Die Unternehmensberatung Hachmeister+Partner lud zum ersten Nachhaltigkeits-Round Table. Key Note Speaker Christoph Engl setzte Impulse aus der Welt des Bergsports.

Der Kloß wurde in München zum geflügelten Wort. "Der Kloß zeigt, wie Circularity in den Bergen schon immer gelebt wurde", sagt Christoph Engl. "Altes Brot wird mit Milch und Eiern vermengt und kommt so wieder auf den Tisch."
Engl weiß, wie man ein Thema schmackhaft präsentiert. Er ist ein ausgewiesener Marken-Experte, war viele Jahre Geschäftsführer der Südtirol Marketing Gesellschaft und führte unter anderem die Dachmarke Südtirol ein. Heute ist Engl Chef der Oberalp-Gruppe mit Sitz in – genau – Südtirol.
Und er ist einer der Key Note-Speaker beim ersten Nachhaltigkeits-Round Table, zu dem die Unternehmensberatung Hachmeister + Partner (h + p) ein Dutzend Vertreter aus Industrie und Handel, Hochschulen und Start-ups nach München eingeladen hat. Um zu vernetzen, um zu diskutieren und gemeinsam neu zu denken.

Anders als beim TW Sustainability Summit geht es in diesem kleinen Kreis vor allem um einen Erfahrungsaustausch. Darum, verschiedene Perspektiven zusammenzubringen. Key Note-Speeches von Christoph Engl und Einzelhändler Marc Ramelow eröffnen die Veranstaltung, den Abschluss bildet eine Design Thinking Session am zweiten Tag, bei der die Teilnehmer in zwei Projektgruppen ein neues Produkt entwickeln sollen – und über das reine Produkt hinaus denken.

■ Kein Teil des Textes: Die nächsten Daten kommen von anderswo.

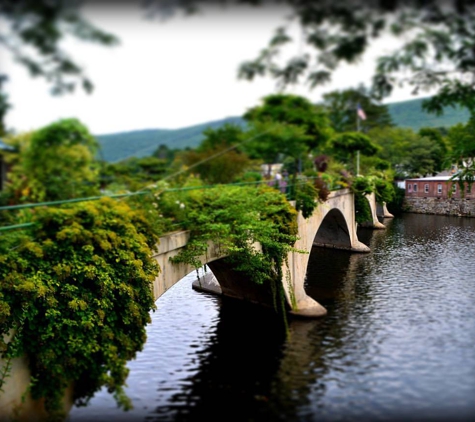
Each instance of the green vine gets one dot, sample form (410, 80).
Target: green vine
(80, 289)
(362, 186)
(237, 219)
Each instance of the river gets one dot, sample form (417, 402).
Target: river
(398, 342)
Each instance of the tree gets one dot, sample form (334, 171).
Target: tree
(342, 106)
(440, 150)
(346, 145)
(438, 52)
(409, 153)
(217, 159)
(293, 110)
(288, 126)
(58, 163)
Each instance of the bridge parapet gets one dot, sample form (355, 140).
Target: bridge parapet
(331, 225)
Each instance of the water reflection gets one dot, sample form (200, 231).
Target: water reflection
(397, 343)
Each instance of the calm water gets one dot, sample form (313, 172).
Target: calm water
(398, 342)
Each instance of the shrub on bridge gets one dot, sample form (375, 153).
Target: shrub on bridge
(77, 294)
(236, 218)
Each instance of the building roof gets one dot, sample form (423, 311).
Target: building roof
(5, 147)
(433, 178)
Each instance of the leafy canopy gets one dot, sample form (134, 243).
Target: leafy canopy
(438, 51)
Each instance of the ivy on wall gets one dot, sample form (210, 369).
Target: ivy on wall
(77, 295)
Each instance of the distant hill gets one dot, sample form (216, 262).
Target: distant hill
(410, 114)
(141, 143)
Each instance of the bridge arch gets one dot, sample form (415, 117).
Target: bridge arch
(332, 224)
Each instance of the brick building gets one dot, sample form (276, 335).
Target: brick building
(437, 187)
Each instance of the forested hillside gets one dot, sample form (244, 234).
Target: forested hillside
(142, 143)
(410, 114)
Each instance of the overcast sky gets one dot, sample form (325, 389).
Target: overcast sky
(169, 74)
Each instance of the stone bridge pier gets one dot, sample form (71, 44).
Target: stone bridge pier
(331, 225)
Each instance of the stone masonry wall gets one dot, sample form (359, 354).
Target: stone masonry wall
(453, 206)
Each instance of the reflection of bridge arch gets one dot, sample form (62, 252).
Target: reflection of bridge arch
(333, 231)
(331, 225)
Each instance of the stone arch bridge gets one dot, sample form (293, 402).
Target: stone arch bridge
(331, 225)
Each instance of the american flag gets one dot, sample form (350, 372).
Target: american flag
(361, 113)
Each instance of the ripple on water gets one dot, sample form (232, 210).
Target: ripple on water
(397, 343)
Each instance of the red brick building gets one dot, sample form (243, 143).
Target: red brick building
(436, 187)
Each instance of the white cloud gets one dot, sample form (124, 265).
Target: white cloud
(164, 74)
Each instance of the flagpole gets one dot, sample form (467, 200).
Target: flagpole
(357, 152)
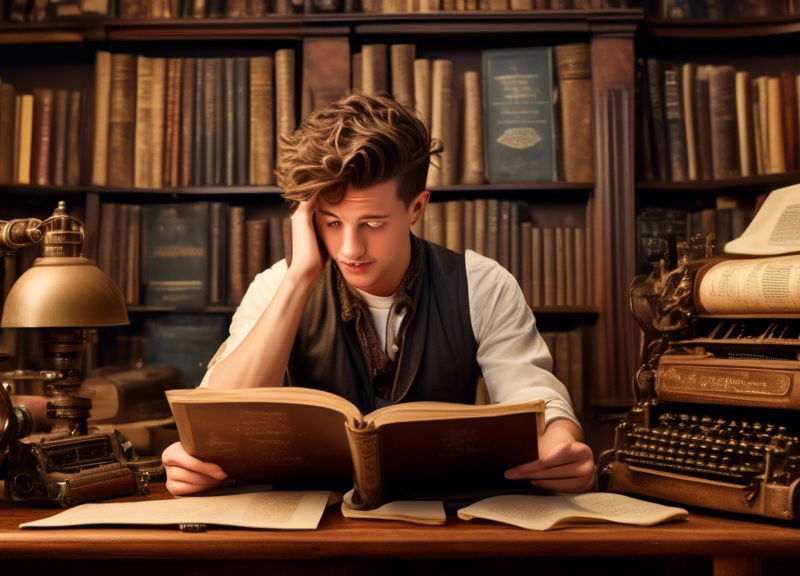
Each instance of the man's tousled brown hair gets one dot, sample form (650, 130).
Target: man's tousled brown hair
(360, 141)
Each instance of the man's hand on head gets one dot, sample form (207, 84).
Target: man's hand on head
(565, 463)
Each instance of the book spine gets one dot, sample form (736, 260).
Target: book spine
(575, 90)
(262, 112)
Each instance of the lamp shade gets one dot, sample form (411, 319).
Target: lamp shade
(64, 292)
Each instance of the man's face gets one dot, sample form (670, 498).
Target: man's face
(367, 234)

Franziska von Becker von h + p mag das Bild vom Kloß. Bislang spricht sie allerdings eher vom Baum, um die Idee von nachhaltigem Wirtschaften zu veranschaulichen. "Ursprünglich kommt der Gedanke des nachhaltigen Wirtschaftens aus der Forstwirtschaft. Man nimmt nur so viel aus dem Wald heraus, wie man wieder aufforsten kann." Von Becker kam Anfang des Jahres zu dem Bielefelder Beratungsunternehmen, zuvor war sie als Chief Product Officer Mitglied der Geschäftsführung von Armedangels. Sie soll helfen, das Thema Nachhaltigkeit bei h + p weiter voranzutreiben.

Bei der Oberalp-Gruppe ist das Wort Nachhaltigkeit allerdings verpönt. "Worte wie Nachhaltigkeit und Sustainability drücken nicht aus, was wir eigentlich tun müssen. Sie drücken aus, was die Wirkung ist, wenn wir gesellschaftliche Verantwortung übernehmen. Daher lautet unser Schlüsselwort 'contribute'", so Engl.
Das ehrgeizige Ziel der Mutter von Bergsportmarken wie Salewa und Dynafit: Net Zero Emissions bis 2030. "Klimaneutralität könnten wir uns schon nächstes Jahr leicht leisten. Aber das wollen wir nicht. Wir wollen trainieren. Wollen uns bei der Konzeption der Produkte verbessern." Um 2030 im besten Fall nur noch minimal kompensieren zu müssen.

So verantwortungsvoll, wie man in den Bergen schon immer mit altem Brot umgehe, so müssten Firmen in Produkten, Abläufen, Prozessen und Geschäftsmodellen denken. In Geschäftsmodellen, die über den reinen Verkauf von Produkten hinausgehen. "Die Kunden kaufen kein Produkt. Sie kaufen deine Idee", so Engls Überzeugung.

Die Oberalp-Gruppe hat erste Projekte gestartet, bei denen es primär nicht um den Verkauf von Produkten geht, sondern um Service-Leistungen. Eine Care-Station im Münchner Salewa-Store, um eine möglichst lange Nutzungsdauer der Produkte zu gewährleisten etwa. Oder den Alpine Campus. Als Schulungskonzept für die eigenen Mitarbeiter gestartet, mittlerweile Touren-Anbieter für alle Interessierten. Themen, die für einen Bergsport-Spezialisten sicher naheliegender sind als für einen Modeanbieter. Wie man die Grundsätze "Reduce, reuse, recycle" mit der Modebranche in Einklang bringen kann, darüber machen sich die Vertreter aller Unternehmen Gedanken, die bei dem Workshop dabei sind. Von Betty Barclay bis Dr. Bock Industries, von Ahlers bis Bültel, von Mac bis Seidensticker, von Henschel bis Ramelow.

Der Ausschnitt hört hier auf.